Eduardo de Souza Gomes 7 de janeiro de 2019

Pebolim, Totó, Fla-Flu ou Pacau? As variações culturais existentes em cada região deixam dúvidas acerca do nome correto a ser utilizado quando nos referimos ao “Table Soccer” em terras brasileiras, modalidade de futebol de mesa muito difundida por todo o mundo desde o século XX (não confundir com o futebol de botão, outra modalidade esportiva que também é conhecida no Brasil como futebol de mesa).

Oficialmente, o nome utilizado no Brasil para designar esse esporte é o “pebolim”[1], o que não impede que em determinadas localidades seus praticantes, profissionais ou não, o chamem de “Totó” (no Rio de Janeiro e parte do Nordeste), Fla-Flu (no Rio Grande do Sul) ou até mesmo Pacau (em Santa Catarina). Além disso, em diferentes países, a nomenclatura também se modifica: Matraquilhos em Portugal; Futbolín na Espanha; Metegol na Argentina; Foosball nos EUA; Baby-foot na França e Tischfussball na Alemanha.

Como forma de facilitar o entendimento, e sem desconsiderar as variações regionais existentes, utilizarei o nome “pebolim” na sequência do texto, por entender ser essa a nomenclatura oficial utilizada pela federação que gere o esporte no país. Entretanto, vale a pena pensarmos: quando e onde essa prática, tão popular em bares, clubes e escolas de todo o mundo, surgiu e se difundiu?

As origens do pebolim são confusas e indefinidas. Ainda carecendo de maiores pesquisas sérias, muitas são as versões apontadas como referências acerca dos “primórdios do pebolim no mundo”. As versões mais “badaladas” sobre o início da modalidade, são as que apontam a Espanha como palco inicial. Todavia, os alemães também reivindicam o pioneirismo no desenvolvimento desse esporte.

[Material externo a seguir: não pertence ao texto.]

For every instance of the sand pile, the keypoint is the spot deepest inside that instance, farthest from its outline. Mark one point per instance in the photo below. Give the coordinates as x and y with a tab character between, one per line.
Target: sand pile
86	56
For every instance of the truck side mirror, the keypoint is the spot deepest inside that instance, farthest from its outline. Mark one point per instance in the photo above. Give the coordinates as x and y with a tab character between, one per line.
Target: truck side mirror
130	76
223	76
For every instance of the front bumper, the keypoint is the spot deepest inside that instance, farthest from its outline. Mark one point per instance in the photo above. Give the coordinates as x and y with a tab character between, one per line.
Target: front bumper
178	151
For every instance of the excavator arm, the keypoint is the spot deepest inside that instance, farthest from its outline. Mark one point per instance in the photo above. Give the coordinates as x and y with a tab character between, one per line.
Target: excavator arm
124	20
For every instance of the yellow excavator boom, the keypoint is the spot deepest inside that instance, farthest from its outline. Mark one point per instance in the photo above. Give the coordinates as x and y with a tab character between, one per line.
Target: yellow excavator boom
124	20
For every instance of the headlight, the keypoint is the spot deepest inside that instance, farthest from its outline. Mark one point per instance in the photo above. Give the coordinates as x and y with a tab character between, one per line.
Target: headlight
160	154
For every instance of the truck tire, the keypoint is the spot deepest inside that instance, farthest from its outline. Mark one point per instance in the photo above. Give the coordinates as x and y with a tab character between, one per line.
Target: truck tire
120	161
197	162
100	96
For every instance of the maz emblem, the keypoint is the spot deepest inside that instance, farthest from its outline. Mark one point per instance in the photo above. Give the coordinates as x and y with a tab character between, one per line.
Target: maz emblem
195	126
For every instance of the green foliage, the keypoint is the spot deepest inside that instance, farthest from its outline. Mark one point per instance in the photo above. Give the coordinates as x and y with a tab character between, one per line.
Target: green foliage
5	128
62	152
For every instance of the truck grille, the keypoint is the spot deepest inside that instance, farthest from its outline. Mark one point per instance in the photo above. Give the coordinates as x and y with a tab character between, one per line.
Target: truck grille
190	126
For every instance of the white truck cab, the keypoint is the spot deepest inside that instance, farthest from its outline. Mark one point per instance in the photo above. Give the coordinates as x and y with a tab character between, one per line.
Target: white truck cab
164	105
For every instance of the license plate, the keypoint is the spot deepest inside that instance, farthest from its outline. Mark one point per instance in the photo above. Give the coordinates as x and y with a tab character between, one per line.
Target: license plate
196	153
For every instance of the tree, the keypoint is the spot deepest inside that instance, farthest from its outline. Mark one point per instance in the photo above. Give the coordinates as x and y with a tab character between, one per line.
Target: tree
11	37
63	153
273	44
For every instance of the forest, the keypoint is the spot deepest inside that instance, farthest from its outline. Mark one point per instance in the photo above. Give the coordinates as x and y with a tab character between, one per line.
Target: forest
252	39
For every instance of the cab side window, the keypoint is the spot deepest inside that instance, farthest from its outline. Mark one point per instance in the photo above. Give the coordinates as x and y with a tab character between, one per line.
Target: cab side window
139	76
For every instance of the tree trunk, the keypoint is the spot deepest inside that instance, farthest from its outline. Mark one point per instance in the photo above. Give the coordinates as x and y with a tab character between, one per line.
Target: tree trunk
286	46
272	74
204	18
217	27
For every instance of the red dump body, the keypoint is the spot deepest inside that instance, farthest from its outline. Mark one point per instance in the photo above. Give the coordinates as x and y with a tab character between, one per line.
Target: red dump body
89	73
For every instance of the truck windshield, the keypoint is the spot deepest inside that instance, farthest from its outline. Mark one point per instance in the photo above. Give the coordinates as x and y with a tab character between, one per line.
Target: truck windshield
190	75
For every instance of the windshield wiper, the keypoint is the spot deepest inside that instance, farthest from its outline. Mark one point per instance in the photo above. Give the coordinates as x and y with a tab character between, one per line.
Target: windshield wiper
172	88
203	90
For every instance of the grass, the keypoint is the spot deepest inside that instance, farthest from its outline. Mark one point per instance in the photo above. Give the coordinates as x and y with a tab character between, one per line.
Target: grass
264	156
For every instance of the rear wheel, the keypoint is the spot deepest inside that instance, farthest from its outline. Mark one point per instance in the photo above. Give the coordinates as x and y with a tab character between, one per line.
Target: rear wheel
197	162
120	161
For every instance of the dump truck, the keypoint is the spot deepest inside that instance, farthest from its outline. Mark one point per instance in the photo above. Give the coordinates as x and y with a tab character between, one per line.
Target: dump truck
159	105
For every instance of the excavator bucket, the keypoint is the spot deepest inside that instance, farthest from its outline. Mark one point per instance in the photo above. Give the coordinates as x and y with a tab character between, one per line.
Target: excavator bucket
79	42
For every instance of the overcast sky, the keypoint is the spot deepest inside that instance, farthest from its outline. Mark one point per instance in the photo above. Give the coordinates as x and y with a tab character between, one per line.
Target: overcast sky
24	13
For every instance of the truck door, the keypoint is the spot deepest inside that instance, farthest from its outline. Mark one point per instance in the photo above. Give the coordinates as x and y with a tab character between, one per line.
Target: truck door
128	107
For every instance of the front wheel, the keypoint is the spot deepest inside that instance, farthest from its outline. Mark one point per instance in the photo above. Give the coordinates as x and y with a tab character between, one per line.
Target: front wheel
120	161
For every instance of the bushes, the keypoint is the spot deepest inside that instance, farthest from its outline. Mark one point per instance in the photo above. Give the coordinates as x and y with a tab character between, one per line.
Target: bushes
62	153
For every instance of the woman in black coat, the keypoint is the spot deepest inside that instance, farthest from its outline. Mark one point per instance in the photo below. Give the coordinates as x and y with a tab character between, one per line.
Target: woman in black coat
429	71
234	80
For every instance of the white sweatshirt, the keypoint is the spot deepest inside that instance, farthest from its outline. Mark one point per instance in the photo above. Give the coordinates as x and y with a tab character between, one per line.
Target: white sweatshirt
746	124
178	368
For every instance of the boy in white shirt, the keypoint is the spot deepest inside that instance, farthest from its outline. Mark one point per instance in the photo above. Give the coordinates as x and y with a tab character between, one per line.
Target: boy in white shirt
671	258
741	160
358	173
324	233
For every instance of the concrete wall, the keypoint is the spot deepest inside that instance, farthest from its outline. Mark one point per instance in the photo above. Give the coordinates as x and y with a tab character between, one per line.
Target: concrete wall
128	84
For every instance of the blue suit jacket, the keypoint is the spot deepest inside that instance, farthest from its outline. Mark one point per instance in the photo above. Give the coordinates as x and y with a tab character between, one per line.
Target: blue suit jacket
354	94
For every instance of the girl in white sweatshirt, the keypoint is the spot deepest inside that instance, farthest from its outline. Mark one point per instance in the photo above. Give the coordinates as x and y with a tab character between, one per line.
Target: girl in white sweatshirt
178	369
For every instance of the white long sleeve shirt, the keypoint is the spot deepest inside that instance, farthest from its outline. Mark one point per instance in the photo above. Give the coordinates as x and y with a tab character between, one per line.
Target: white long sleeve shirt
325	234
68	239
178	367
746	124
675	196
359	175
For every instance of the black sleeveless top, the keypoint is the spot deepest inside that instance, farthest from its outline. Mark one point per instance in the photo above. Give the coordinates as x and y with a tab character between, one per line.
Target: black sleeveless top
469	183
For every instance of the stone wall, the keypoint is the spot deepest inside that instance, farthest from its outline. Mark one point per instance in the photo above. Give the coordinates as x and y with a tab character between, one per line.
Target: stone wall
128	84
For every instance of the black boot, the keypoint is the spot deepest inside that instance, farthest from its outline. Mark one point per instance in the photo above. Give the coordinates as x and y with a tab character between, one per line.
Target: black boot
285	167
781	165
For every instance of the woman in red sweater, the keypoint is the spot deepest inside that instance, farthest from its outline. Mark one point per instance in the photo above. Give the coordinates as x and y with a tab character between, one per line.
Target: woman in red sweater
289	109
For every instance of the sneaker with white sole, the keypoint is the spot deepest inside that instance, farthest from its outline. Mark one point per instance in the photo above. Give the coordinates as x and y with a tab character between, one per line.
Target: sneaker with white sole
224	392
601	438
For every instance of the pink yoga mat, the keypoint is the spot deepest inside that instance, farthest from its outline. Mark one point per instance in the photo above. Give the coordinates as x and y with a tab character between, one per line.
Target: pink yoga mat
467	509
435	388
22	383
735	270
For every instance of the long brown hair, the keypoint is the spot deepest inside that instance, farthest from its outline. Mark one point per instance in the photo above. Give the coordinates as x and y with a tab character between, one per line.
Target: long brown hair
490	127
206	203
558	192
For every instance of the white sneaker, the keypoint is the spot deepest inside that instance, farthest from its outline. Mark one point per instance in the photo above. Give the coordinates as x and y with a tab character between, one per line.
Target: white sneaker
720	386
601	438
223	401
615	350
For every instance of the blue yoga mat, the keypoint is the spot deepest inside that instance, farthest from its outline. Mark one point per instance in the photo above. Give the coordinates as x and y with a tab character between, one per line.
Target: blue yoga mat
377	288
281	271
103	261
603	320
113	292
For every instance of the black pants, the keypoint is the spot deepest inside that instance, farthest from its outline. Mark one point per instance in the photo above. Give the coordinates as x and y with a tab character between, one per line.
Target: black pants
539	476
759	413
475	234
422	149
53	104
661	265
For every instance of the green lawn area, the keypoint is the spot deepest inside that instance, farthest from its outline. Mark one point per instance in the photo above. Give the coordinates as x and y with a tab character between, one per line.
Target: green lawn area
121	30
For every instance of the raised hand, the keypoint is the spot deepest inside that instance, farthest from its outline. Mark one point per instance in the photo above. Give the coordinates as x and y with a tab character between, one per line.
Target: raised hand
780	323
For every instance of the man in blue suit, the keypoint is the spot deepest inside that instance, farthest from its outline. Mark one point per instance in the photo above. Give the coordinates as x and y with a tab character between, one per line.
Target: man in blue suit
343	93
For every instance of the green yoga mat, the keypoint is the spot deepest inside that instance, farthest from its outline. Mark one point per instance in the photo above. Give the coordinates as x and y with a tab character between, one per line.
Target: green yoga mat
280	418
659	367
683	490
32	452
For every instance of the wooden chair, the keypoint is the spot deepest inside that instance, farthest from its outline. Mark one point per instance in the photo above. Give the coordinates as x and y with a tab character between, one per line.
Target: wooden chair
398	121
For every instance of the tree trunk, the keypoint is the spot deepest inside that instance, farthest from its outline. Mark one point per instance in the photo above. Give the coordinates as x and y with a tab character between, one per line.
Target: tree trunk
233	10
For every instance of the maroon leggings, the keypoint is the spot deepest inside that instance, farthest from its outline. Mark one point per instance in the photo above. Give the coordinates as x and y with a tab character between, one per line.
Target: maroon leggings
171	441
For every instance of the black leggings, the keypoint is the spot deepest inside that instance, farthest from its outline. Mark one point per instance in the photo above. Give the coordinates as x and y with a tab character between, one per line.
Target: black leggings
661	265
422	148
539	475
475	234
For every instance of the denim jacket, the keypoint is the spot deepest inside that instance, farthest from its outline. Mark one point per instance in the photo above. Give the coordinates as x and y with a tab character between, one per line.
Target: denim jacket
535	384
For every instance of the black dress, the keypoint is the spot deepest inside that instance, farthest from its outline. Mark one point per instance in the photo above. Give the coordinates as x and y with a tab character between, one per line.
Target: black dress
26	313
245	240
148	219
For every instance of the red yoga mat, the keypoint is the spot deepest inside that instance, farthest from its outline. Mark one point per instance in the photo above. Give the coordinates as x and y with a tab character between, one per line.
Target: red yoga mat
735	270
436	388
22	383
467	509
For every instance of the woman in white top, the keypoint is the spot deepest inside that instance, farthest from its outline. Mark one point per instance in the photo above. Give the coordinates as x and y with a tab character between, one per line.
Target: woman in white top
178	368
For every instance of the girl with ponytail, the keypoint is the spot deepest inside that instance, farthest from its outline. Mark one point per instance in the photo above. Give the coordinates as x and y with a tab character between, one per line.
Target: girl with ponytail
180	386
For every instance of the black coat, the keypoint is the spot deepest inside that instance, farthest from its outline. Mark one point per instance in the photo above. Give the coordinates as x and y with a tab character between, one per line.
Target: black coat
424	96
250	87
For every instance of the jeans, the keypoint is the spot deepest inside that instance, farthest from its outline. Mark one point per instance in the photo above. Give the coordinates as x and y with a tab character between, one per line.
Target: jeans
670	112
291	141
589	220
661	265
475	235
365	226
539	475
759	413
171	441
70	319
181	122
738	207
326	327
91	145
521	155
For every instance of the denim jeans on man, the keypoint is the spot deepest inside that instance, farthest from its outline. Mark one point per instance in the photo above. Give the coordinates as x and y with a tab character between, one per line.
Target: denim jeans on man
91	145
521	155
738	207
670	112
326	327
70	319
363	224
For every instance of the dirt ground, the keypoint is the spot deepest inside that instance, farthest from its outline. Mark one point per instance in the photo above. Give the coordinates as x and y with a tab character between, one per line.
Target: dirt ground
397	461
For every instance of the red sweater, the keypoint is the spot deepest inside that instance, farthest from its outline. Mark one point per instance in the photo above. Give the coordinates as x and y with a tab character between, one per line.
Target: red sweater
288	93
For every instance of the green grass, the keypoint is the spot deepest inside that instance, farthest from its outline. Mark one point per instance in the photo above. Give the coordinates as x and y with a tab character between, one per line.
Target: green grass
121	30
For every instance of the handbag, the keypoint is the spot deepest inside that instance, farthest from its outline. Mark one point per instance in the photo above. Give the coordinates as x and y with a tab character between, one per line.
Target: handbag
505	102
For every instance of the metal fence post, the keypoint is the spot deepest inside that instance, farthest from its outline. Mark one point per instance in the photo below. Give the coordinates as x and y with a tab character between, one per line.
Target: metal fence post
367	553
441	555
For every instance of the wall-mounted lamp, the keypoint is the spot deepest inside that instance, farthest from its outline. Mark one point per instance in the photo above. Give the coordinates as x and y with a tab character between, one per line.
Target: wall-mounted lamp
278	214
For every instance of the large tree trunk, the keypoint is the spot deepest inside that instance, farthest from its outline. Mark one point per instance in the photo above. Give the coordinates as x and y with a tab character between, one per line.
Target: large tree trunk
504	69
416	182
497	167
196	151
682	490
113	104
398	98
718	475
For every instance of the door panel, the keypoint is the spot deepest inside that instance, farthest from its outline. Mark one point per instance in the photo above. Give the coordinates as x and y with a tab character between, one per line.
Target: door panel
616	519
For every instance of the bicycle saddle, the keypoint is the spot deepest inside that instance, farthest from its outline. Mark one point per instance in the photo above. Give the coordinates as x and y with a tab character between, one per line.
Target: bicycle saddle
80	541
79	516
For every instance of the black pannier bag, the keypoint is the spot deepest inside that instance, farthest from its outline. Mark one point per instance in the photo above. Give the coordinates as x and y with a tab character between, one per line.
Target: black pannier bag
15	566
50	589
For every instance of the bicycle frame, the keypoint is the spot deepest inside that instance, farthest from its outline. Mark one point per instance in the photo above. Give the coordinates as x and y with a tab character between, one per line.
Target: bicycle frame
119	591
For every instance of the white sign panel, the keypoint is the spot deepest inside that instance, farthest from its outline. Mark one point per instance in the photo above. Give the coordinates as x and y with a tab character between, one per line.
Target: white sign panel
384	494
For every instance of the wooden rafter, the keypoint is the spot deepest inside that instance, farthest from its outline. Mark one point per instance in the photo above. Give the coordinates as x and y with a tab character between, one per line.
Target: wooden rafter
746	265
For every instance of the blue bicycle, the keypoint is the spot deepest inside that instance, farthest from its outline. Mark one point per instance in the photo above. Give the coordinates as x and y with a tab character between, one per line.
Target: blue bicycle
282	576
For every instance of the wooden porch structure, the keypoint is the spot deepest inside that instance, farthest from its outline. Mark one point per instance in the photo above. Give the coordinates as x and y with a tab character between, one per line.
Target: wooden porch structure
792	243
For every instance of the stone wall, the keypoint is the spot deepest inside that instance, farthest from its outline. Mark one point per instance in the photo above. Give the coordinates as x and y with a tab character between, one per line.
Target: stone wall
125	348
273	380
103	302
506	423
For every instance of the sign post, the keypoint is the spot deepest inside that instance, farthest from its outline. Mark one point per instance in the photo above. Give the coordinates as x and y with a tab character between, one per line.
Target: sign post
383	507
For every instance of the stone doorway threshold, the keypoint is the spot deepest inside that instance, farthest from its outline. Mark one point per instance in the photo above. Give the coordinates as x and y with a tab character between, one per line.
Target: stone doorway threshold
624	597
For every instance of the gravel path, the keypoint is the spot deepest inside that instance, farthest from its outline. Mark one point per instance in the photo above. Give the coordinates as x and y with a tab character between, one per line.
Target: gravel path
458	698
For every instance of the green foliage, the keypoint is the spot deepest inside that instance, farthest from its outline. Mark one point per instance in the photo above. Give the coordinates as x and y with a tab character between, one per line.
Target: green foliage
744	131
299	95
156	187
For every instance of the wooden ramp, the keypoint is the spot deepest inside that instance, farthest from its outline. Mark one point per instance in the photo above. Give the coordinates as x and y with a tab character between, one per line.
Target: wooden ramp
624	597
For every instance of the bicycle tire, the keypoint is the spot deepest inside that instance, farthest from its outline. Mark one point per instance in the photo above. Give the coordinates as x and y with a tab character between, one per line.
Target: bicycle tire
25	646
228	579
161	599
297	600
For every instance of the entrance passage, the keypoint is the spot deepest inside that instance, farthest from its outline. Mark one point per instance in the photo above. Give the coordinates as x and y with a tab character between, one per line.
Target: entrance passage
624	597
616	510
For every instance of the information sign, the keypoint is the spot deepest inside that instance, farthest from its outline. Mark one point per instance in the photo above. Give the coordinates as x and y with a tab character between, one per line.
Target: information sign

Os espanhóis defendem, segundo André Martins Gonçalves (2017), a hipótese de que o pebolim teria sido inventado no calor do momento da Guerra Civil Espanhola, quando

Alexandre de Fisterra, o responsável, teria criado o jogo para que crianças feridas, impossibilitadas de jogar futebol assim como ele, pudessem praticar uma variação do esporte. Segundo essa versão, o galego teria patenteado a invenção em 1937, mas perdeu os papéis da patente (GONÇALVES, 2017).

Na Alemanha, a hipótese defendida é a de que, já em 1930, o esporte era praticado no país. Divergências de versões a parte, o que se sabe concretamente é que apenas em 2002 foi criada uma federação internacional para gerir a modalidade: a International Table Soccer Federation (ITSF). Desde então, é essa a entidade representativa do pebolim em todo o mundo, sendo a organizadora das Copas do Mundo e demais campeonatos mundiais.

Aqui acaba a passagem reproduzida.